Noam Chomsky, one of the most famous scholars in the world, said in the recently published book of interviews, “Imperial Ambitions,” that using a specific language particular to a specific position, such as professor, gives a person a privileged status. The famous linguist also asserts that using English can endow a person with social status.
English, a foreign language to most of the world, is spreading everywhere.
Nevertheless, trying to read an article written in a foreign language is not as easy as reading something in one’s mother tongue. It requires time for interpretation. It also needs some time and considerable concentration, which can cause one to overlook issues of context.
As a student reporter and an editorial consultant at a campus English paper, I get to express my ideas to diverse groups of people. I feel, however, that writing in English automatically puts my political and academic views into a certain stereotype.
I feel that writing in English isolates me from readers, mostly Korean students, who might not feel comfortable reading an English newspaper.
Sometimes, readers have a stereotypical impression of stories written in English as being objective. Some readers even say English papers do not have specific views of their own because they are trapped in the rule of being objective.
I think this is partly because readers take a considerable amount of time translating the English text before they understand the context, therefore accepting only the facts they want to (or are able to) understand. Problems occur when readers understand a certain context to be the absolute truth because the writing is objective ― as many students believe English papers must be.
There’s a huge difference between an objective view and a neutral political stance.
I want to point out that columns not only advocate the views of the writers, but also of the majority of their readers. The Argus, our school paper, writes for students. But I believe the JoongAng Daily reflects its target readers, mostly foreign ambassadors, foreign investors and corporate groups.
The Argus recently criticized the role of the Korean government at the negotiation table for the U.S.-Korea free trade agreement. We questioned the capability of our government to negotiate and said there were good reasons for farmers and labor unions to go out on the streets to protest. But the JoongAng Daily criticized the protests for being violent and advocated a market-oriented economy.
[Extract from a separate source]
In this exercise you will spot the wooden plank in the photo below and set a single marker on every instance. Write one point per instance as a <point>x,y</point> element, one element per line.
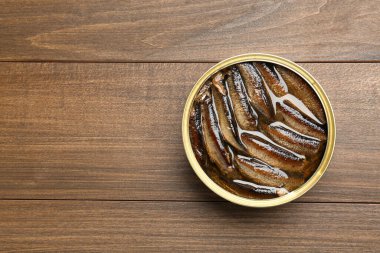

I cannot say which stance is right (and it should be discussed in another article), but I want to point out that English newspapers do have a political stance on certain issues, while presenting themselves as “objective.”
Noam Chomsky said self-defensive consciousness is key to one’s search for objective facts. With a skeptical mind, he states, we should know what is true regardless of which media we get the information from. I’d say the same to readers: We must be more careful when we read (English-language) newspapers, although we may need to go through the inconvenience of translating them first.

*The writer is a student editorial consultant for The Argus, the English newspaper of Hankuk University of Foreign Studies.